Tuesday, April 16, 2013

online class

For my mini lessons, I'm focusing on two different sets of students depending on the mini lesson. I haven't written up my mini lessons on the blog post but the first deals with visual imagery and the students creating visual representations of a specific excerpt from a book.  They will then compare and explain their pictures and why they drew them that way. For this mini lesson, the two students I chose are bright students but tend to lose focus during reading. This mini lesson is designed to to strengthen their comprehension techniques. By giving them a "fun" task of drawing,  they can begin to learn and develop this idea of "visualizing the text".  Hopefully this will bring the students to listen closer to the text and become more engaged rather than trailing off.
The second mini lesson relates to creating summaries. This task will involve creating a "web" of ideas relating to a passage, and finding the connections between them. The two students I have chosen for this task also struggle with comprehension. The students have a hard time making meaning out of the text and figuring out the important parts or "main ideas" in readings. I work with these students a lot on their social studies questions which have a lot to do with summarizing, and they seem to always be lost and needing someone directly next to them in order for them to complete their work. I'm hoping by using this idea of the "web" and having the students write down everything they can think of and remember about the passage, they can begin to differentiate between main ideas and begin to form ways to summarize better.
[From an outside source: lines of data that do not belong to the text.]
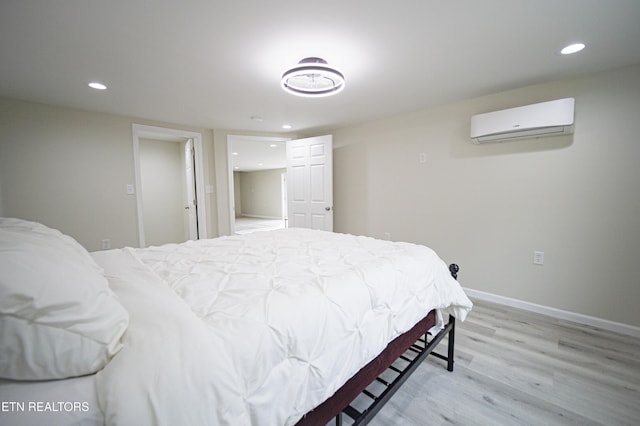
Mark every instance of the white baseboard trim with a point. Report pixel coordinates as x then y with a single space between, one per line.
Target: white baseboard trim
253 216
616 327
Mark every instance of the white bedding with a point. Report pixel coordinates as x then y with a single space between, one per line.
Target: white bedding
250 330
262 328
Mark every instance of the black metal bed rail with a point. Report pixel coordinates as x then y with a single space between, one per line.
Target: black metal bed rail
422 348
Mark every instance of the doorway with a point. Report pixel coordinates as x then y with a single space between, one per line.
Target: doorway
188 217
255 165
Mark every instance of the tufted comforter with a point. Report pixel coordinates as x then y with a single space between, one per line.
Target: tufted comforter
262 328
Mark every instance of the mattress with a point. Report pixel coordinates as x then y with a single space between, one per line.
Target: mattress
258 329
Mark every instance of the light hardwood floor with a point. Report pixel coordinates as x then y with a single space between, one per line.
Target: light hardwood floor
514 367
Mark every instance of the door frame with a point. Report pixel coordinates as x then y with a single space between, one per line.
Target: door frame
163 133
231 189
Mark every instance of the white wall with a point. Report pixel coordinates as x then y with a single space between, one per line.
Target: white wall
69 169
489 207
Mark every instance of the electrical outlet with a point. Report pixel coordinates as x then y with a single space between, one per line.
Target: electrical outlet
538 257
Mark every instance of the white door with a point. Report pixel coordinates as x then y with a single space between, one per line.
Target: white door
310 183
191 203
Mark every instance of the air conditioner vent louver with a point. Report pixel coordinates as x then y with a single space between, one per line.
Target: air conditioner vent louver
531 121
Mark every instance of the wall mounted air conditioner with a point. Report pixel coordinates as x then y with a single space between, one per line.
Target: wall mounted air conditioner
531 121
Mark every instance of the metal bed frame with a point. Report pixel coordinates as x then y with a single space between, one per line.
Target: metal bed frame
406 354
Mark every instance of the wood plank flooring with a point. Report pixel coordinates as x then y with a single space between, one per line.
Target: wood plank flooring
515 367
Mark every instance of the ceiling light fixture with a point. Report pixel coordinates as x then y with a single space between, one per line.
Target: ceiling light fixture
572 48
313 78
98 86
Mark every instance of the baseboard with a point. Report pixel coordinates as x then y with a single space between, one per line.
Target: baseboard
253 216
616 327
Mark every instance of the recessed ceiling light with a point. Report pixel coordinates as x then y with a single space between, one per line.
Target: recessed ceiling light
572 48
98 86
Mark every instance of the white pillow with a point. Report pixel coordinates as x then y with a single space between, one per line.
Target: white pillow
58 317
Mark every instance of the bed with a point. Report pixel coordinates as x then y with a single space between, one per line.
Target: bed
274 328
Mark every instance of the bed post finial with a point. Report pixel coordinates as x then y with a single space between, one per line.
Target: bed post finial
453 268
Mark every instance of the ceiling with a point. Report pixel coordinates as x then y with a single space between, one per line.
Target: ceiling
215 63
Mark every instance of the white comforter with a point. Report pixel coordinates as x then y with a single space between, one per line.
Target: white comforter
262 328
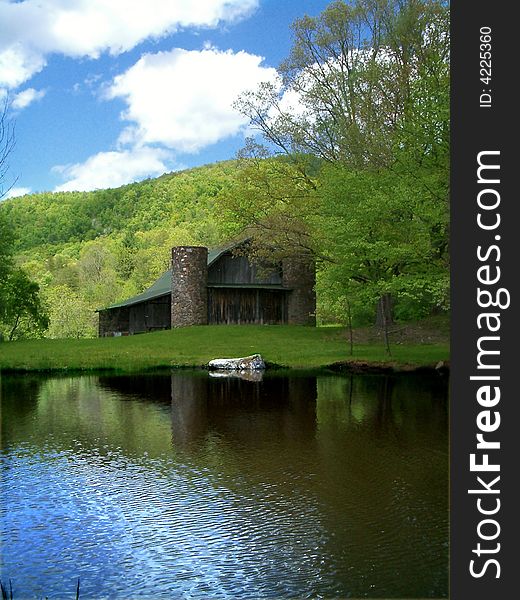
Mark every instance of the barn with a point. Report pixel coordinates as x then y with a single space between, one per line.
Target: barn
221 286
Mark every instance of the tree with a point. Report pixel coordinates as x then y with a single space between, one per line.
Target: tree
22 313
365 92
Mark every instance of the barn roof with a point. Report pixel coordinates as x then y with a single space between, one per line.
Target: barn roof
163 286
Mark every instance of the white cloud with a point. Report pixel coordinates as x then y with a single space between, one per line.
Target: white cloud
32 29
23 99
16 191
183 99
113 169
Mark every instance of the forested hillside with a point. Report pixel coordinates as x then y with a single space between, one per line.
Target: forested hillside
89 249
357 177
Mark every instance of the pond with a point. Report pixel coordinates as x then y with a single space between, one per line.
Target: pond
185 485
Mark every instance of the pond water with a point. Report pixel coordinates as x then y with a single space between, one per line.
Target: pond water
185 485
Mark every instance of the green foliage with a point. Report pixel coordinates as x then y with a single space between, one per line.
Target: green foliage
21 312
88 250
371 78
69 314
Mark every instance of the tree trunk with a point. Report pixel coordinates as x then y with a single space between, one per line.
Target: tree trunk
385 311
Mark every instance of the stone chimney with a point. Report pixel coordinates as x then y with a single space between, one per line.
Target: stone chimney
299 275
189 286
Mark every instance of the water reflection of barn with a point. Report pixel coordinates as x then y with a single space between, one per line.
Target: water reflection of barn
217 287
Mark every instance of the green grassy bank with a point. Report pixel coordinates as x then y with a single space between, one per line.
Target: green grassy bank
287 346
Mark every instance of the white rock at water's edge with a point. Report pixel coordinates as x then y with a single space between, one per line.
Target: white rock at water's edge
247 363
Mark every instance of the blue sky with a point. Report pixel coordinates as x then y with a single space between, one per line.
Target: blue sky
105 92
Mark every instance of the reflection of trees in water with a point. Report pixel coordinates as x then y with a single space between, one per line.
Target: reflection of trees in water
19 399
242 411
385 404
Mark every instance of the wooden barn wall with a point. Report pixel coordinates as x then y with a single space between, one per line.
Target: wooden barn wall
150 316
114 320
243 306
237 270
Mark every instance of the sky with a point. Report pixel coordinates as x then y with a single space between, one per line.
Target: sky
107 92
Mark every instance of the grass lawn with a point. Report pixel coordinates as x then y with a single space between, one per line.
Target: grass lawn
287 346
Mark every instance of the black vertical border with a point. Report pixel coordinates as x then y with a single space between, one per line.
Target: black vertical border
476 129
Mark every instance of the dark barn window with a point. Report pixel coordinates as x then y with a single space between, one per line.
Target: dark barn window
246 306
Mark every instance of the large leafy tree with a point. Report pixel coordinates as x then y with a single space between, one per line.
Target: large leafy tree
365 90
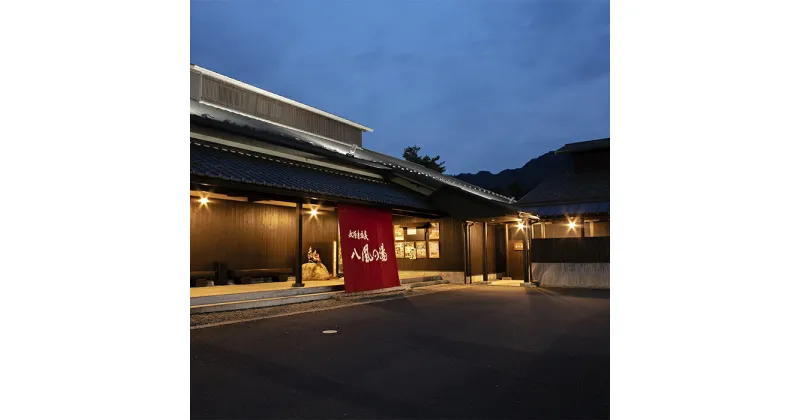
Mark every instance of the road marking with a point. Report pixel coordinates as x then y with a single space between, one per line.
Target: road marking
239 321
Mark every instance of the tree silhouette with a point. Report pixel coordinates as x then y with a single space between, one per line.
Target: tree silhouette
411 154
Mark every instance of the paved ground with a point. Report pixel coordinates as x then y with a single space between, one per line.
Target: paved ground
478 352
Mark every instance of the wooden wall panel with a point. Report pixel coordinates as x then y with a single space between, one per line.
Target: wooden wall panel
476 248
451 246
251 236
500 248
319 233
516 264
243 100
572 250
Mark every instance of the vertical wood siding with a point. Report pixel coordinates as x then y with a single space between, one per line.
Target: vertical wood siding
230 96
252 236
516 268
451 246
476 248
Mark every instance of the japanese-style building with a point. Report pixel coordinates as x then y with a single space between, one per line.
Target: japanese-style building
271 178
571 241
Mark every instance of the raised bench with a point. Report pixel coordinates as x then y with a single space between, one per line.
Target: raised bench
202 278
247 276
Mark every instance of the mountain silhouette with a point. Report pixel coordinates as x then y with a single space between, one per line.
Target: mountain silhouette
517 182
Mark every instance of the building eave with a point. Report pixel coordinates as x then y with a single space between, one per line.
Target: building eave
275 96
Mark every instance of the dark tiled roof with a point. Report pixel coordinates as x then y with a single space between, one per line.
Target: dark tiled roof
252 168
293 138
569 209
584 146
570 188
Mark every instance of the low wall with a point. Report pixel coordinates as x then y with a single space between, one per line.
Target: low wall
585 275
454 277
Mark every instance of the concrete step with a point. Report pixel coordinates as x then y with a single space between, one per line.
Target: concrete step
427 283
412 280
265 294
261 303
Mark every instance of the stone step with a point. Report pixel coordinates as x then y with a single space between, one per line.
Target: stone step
264 294
261 303
411 280
427 283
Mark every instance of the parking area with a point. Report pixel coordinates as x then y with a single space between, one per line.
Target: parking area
475 352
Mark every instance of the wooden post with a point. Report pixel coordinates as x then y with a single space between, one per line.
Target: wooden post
467 255
525 253
485 251
298 265
508 259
In my classroom when it comes to:
Classroom-based reading instruction: My teacher uses kits of leveled booked to determine students reading levels. Everyday the students do "centers" in specific groups. The students don't know this but their groups are made up of students of the same "level" as them when it comes to reading. For each group, the books, questions and ideas that the students are focusing on are different. These students meet with their groups and the teacher in one of the center's where they participate in guided reading with her. I'm not specifically sure what type of assessment my teacher does relating to the guided readings, as I'm always helping with another center.
Portfolio Assessment: As for portfolio assessment, I really am not sure what my teacher does for this either. I have heard her mention students portfolios, but I'm assuming she keeps some of the students work from every so often in there.
High Stakes testing: When it comes to preparing for high stakes testing, a lot of my mentor teachers writing prompts deal with prompts similar to what students would have to write about during the MEAPs, and other similar tests. The students don't normally participate in practice tests as the book touches upon, but the teacher does create prompts similar to ones found in standardized testing. The last prompt I was there for dealt with recalling a time you experienced something new, or had a new experience and writing about it. Another prompt dealt with taking a stand on an issue and writing a letter to the principle about it. The majority of their writing has to deal with preparation for high stakes testing.

I think that an additional approach that would be helpful in guiding my instruction would be doing something relating to running records or informal reading inventories. This would help me to pin point where exactly these students fall, and to better determine an instructional level passage for the students to be comprehending. These would also show me if the comprehension issue is being caused by the students fluency abilities.